File Splitting
This recipe demonstrates splitting large output files into smaller chunks, optionally keeping related records together.
Basic record-count splitting
Split output into files of at most 5,000 records each:
pipeline:
name: monthly_report
nodes:
- type: source
name: transactions
config:
name: transactions
type: csv
path: "./data/transactions.csv"
schema:
- { name: id, type: int }
- { name: date, type: string }
- { name: department, type: string }
- { name: amount, type: float }
- { name: description, type: string }
- type: output
name: split_output
input: transactions
config:
name: monthly_report
type: csv
path: "./output/report.csv"
split:
max_records: 5000
naming: "{stem}_{seq:04}.{ext}"
repeat_header: true
Output files
output/report_0001.csv (5000 records + header)
output/report_0002.csv (5000 records + header)

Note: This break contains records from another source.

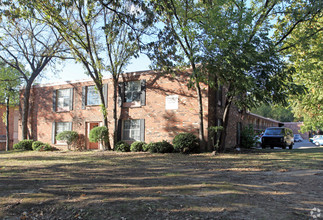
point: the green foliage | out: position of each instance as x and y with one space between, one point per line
137 146
145 147
71 137
99 134
9 84
186 143
306 57
160 147
214 134
248 139
277 112
122 146
23 145
40 146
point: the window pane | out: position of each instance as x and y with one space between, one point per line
132 91
131 130
93 97
62 126
63 99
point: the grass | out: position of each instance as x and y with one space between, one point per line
112 185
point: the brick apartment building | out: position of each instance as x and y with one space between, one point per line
152 107
13 126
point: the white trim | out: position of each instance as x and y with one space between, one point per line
262 117
138 73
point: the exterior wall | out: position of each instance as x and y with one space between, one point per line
160 124
260 123
296 126
13 126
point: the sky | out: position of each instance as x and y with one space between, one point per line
71 71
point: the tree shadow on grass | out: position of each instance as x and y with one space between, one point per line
156 186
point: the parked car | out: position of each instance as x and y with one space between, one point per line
318 141
298 138
315 137
278 137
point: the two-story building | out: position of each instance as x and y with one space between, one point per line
151 107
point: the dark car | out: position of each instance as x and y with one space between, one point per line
298 138
278 137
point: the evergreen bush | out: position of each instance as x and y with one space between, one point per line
186 143
122 146
99 134
137 146
40 146
160 147
71 138
24 145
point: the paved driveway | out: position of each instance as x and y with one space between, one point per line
305 144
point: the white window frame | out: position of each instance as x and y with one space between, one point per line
128 134
132 89
63 102
66 128
95 96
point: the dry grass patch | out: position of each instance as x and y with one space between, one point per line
271 184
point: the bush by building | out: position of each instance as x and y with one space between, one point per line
23 145
122 146
186 143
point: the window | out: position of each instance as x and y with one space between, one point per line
63 100
59 127
219 95
92 96
133 130
132 91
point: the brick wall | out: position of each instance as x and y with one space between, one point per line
160 124
13 126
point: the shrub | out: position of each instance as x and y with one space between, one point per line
137 146
160 147
122 146
186 143
23 145
145 147
40 146
248 137
99 134
70 137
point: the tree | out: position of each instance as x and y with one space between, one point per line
242 54
28 46
306 57
178 44
277 112
78 22
9 93
99 34
121 41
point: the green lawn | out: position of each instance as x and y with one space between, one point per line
262 184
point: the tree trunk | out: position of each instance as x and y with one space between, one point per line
25 111
107 144
115 118
225 119
201 123
7 125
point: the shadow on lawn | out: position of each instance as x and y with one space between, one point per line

output/report_0003.csv (remaining records + header)
Naming pattern variables
| Variable | Description | Example |
|---|---|---|
{stem} | Base filename without extension | report |
{ext} | File extension | csv |
{seq:04} | Zero-padded sequence number (width 4) | 0001 |
The path field provides the template: ./output/report.csv means stem is report and ext is csv.
Header behavior
When repeat_header: true, each output file includes the CSV header row. This is the recommended setting – each file is self-contained and can be processed independently.
Grouped splitting
Keep all records with the same group key value in the same file:
split:
max_records: 5000
group_key: "department"
naming: "{stem}_{seq:04}.{ext}"
repeat_header: true
oversize_group: warn
With group_key: "department", the splitter ensures that all records for a given department land in the same output file. A new file starts only at a group boundary (when the department value changes), even if the current file has not reached max_records yet.
Oversize group policy
If a single group contains more records than max_records, the oversize_group setting controls behavior:
| Policy | Behavior |
|---|---|
warn (default) | Log a warning and write all records for the group into one file, exceeding the limit |
error | Stop the pipeline with an error |
allow | Silently allow the oversized file |
For example, if max_records is 5,000 but the Engineering department has 7,000 records, the warn policy produces a file with 7,000 records and logs a warning.
Byte-based splitting
Split by file size instead of record count:
split:
max_bytes: 10485760 # 10 MB per file
naming: "{stem}_{seq:04}.{ext}"
repeat_header: true
The splitter estimates the current file size and starts a new file when the limit is approached. The actual file size may slightly exceed the limit because the current record is always completed before splitting.
Combined limits
Use both max_records and max_bytes together – whichever limit is reached first triggers a new file:
split:
max_records: 10000
max_bytes: 5242880 # 5 MB
naming: "{stem}_{seq:04}.{ext}"
repeat_header: true
This is useful when record sizes vary widely. Short records might produce a tiny file at 10,000 records, while long records might hit the byte limit well before 10,000.
Full pipeline example
A complete pipeline that reads a large transaction file, filters it, and splits the output:
pipeline:
name: split_transactions
nodes:
- type: source
name: transactions
config:
name: transactions
type: csv
path: "./data/all_transactions.csv"
schema:
- { name: id, type: int }
- { name: date, type: string }
- { name: department, type: string }
- { name: category, type: string }
- { name: amount, type: float }
- type: transform
name: current_year
input: transactions
config:
cxl: |
filter date.starts_with("2026")
- type: output
name: chunked
input: current_year
config:
name: transactions_2026
type: csv
path: "./output/transactions_2026.csv"
split:
max_records: 5000
group_key: "department"
naming: "{stem}_{seq:04}.{ext}"
repeat_header: true
oversize_group: warn
clinker run split_transactions.yaml --force
Practical considerations
-
Downstream consumers. Splitting is useful when the receiving system has file size limits (e.g., an upload API that accepts files up to 10 MB) or when parallel processing of chunks is desired.
-
Record ordering. Records within each output file maintain their original order from the pipeline. Across files, the sequence number (
{seq}) indicates the order. -
Group key sorting. For
group_keyto work correctly, the input should ideally be sorted by the group key. If the input is not sorted, records for the same group may appear in multiple files. Pre-sort with a transform if needed, or accept the split-group behavior. -
Overwrite behavior. Use
--forcewhen re-running a pipeline with splitting enabled. Without it, the pipeline aborts if any of the output chunk files already exist.